Cette analyse est confirmée par les slogans criés par la foule : alors que, dans Tahrir..., on n’entendait qu’un slogan : "Le peuple veut la chute du régime", dans Au Caire on réalise que les manifestants voient plus large et plus loin : ils protestent contre l’alliance entre le régime et Israel.
Tahrir... caricaturait la situation politique en opposant les étudiants occidentalisés et les Frères musulmans ; Au Caire montre une situation plus complexe et démythifie le "péril islamiste" : la scène de la prière musulmane qui, dans le premier, menace de déferler sur les étudiants laïques, apparaît alors comme un de ces artifices de cadrage si chers aux medias.
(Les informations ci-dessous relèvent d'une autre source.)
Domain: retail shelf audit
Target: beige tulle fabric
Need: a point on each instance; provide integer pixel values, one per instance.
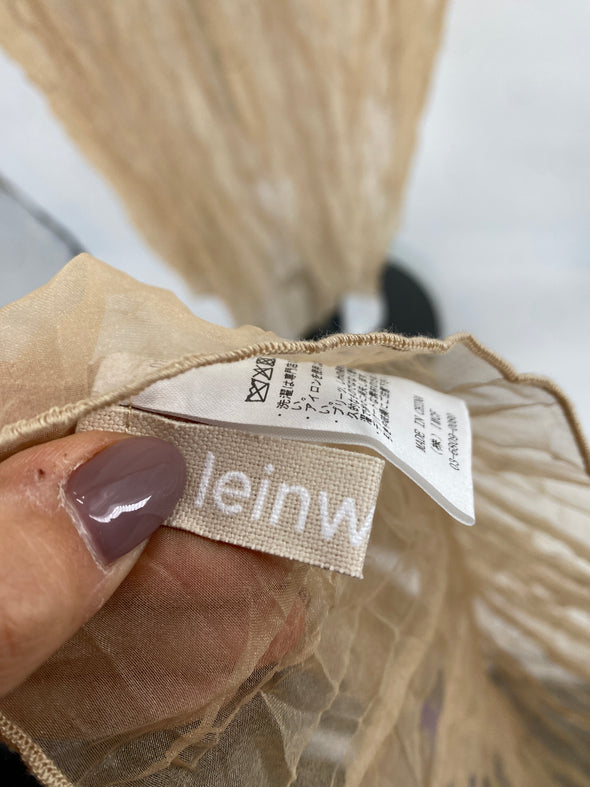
(461, 658)
(261, 147)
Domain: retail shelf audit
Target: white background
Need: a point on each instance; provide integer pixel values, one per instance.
(497, 219)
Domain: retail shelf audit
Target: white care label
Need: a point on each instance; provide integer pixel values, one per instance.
(423, 432)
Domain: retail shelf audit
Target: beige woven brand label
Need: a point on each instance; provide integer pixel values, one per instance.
(298, 500)
(424, 432)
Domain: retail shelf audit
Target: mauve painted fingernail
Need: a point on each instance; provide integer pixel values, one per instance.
(121, 495)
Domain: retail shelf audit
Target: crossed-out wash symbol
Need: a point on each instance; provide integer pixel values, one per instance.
(260, 381)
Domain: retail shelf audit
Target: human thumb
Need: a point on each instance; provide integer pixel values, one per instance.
(75, 514)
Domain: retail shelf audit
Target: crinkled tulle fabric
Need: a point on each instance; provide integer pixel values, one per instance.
(292, 122)
(462, 657)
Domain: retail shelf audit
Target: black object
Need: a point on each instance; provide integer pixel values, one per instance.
(409, 309)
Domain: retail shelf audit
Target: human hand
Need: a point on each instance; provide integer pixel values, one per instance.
(75, 514)
(60, 566)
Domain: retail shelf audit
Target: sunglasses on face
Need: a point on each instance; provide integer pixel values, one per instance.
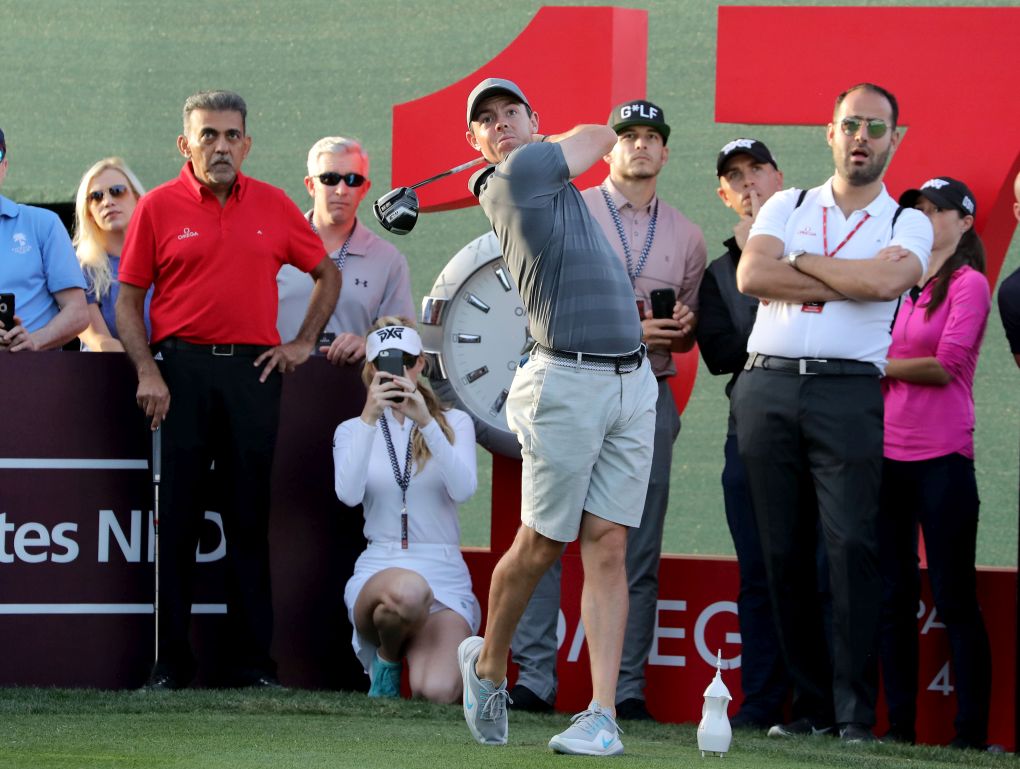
(332, 178)
(114, 191)
(876, 127)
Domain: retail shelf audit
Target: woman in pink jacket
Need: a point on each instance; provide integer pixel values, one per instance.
(928, 472)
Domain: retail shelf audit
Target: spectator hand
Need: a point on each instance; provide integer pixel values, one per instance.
(381, 392)
(153, 397)
(284, 358)
(346, 349)
(743, 228)
(17, 338)
(891, 254)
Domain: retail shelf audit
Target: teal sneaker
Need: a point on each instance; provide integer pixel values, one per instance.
(386, 677)
(485, 703)
(593, 732)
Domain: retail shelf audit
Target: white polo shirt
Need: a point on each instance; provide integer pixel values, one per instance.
(849, 329)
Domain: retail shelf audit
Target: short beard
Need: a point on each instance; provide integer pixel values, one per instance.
(638, 175)
(866, 174)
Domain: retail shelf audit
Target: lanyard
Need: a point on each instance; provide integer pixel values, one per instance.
(403, 479)
(341, 258)
(615, 213)
(845, 240)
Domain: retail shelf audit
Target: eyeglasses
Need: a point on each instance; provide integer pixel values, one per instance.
(114, 191)
(876, 127)
(332, 178)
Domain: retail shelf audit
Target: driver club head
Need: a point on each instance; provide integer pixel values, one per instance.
(397, 211)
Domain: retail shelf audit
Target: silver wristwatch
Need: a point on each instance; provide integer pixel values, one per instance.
(793, 256)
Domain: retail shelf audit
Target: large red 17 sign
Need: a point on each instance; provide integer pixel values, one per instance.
(953, 69)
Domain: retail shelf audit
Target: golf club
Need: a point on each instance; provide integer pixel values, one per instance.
(157, 461)
(397, 211)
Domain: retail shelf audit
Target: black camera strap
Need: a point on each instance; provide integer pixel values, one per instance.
(403, 478)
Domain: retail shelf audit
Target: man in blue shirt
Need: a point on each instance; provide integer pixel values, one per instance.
(38, 265)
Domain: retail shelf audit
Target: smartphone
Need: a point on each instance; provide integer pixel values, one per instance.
(392, 362)
(325, 340)
(7, 311)
(662, 303)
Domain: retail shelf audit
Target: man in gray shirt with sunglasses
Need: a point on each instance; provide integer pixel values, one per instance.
(376, 280)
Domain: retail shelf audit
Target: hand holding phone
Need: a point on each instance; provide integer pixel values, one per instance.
(392, 362)
(7, 311)
(663, 301)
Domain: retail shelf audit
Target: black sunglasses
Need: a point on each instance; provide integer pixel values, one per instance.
(332, 178)
(876, 127)
(115, 191)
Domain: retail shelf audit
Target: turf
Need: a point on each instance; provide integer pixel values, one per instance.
(85, 81)
(227, 729)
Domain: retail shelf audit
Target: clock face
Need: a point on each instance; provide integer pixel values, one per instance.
(474, 330)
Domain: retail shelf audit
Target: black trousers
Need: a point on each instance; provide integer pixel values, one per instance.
(939, 494)
(219, 412)
(797, 433)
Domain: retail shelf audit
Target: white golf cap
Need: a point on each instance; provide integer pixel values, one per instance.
(401, 338)
(492, 87)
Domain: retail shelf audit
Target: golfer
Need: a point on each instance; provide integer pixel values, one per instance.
(582, 406)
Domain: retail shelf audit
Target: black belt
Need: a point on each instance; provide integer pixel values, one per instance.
(220, 351)
(811, 366)
(621, 364)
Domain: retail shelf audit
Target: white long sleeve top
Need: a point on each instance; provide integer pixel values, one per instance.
(363, 473)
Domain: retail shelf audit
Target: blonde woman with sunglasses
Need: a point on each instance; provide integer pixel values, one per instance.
(103, 208)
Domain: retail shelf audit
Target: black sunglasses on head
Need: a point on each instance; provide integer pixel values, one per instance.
(115, 191)
(332, 178)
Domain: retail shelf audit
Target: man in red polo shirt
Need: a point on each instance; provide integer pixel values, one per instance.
(211, 243)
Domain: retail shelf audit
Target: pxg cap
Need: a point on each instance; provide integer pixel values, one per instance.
(492, 87)
(639, 112)
(945, 192)
(401, 338)
(752, 147)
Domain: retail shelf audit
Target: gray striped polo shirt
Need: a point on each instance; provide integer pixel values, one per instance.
(575, 289)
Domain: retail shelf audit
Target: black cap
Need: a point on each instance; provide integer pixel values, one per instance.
(945, 192)
(492, 87)
(639, 112)
(752, 147)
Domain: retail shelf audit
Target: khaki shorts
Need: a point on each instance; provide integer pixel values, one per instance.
(587, 440)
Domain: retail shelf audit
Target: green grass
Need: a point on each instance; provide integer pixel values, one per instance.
(223, 729)
(112, 82)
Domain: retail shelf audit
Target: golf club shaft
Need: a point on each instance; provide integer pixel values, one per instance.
(157, 462)
(455, 169)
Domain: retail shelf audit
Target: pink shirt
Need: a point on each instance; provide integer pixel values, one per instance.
(923, 421)
(675, 260)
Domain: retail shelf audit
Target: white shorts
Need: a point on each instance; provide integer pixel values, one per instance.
(587, 440)
(442, 566)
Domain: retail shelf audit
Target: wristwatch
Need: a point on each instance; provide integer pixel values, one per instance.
(474, 331)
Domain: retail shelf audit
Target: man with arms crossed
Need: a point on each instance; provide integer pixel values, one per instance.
(376, 278)
(582, 406)
(38, 265)
(749, 175)
(212, 242)
(661, 249)
(809, 408)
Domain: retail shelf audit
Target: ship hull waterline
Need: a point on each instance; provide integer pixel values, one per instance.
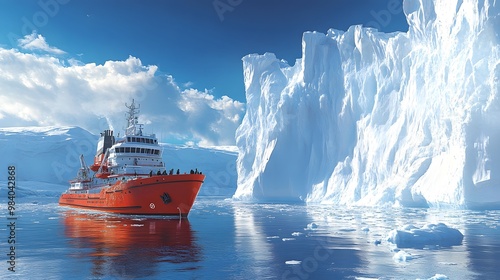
(164, 195)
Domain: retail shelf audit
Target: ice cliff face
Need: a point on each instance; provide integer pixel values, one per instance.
(369, 118)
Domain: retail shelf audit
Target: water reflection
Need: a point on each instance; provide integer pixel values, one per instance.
(130, 247)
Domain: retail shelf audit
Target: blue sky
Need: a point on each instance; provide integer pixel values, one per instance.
(196, 44)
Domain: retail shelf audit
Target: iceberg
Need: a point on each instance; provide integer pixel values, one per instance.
(369, 118)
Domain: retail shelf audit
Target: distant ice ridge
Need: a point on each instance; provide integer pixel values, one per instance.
(368, 118)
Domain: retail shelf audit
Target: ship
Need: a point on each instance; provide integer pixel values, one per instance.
(128, 176)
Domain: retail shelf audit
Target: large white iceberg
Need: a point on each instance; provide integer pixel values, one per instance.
(369, 118)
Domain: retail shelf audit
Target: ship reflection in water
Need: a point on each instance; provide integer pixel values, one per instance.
(129, 246)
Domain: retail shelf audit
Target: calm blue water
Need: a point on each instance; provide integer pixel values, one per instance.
(228, 240)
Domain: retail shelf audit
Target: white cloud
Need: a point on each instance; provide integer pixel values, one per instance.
(36, 41)
(44, 90)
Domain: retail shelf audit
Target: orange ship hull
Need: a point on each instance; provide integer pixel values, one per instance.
(168, 195)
En effet, dans Au Caire, la prière est filmée en plan beaucoup plus large, et c’est alors les Islamistes qui sont noyés dans la masse des manifestants et leurs appels à la prière par les slogans politiques.
La comparaison entre les deux films invite donc à une réflexion sur les procédés utilisés dans les reportages et montre la supériorité de la subjectivité du cinéma sur la prétendue objectivité des medias.
Car Au Caire est un véritable film de cinéaste : comme dans Gazastrophe (2010), S. Abdallah s’élève, du niveau réaliste, au niveau symbolique : la dernière partie du film est consacrée à une exposition "sauvage" des oeuvres de Hamed Abdallah, père du cinéaste, au milieu de la Place Tahrir, et aux réactions (non pas des spectateurs, mais) des citoyens qui passent devant elles ; un homme en fait une analyse, certes peu technique, mais qui révèle leur capacité à exprimer les sentiments et aspirations du peuple : d’une aquarelle à l’autre, il retrouve la misère et l’humiliation de l’Egypte d’avant la Révolution, puis la colère et la puissance de la vague populaire, enfin la nouvelle fraternité née de la révolte.
Le film Au Caire a un sous-titre : le chantier de la révolution. Comme la Révolution politique et sociale elle-même, c’est un "work in progress" : le samedi 11 février (si, précise Abdallah, il a fini son montage !), il présentera un nouvel épisode, tourné lors de son dernier séjour en Egypte. C’est une idée stimulante : on aimerait qu’il nous fixe des rendez-vous réguliers pour comprendre, mois après mois, l’évolution de la situation et (inch’Allah !) les progrès de la Révolution.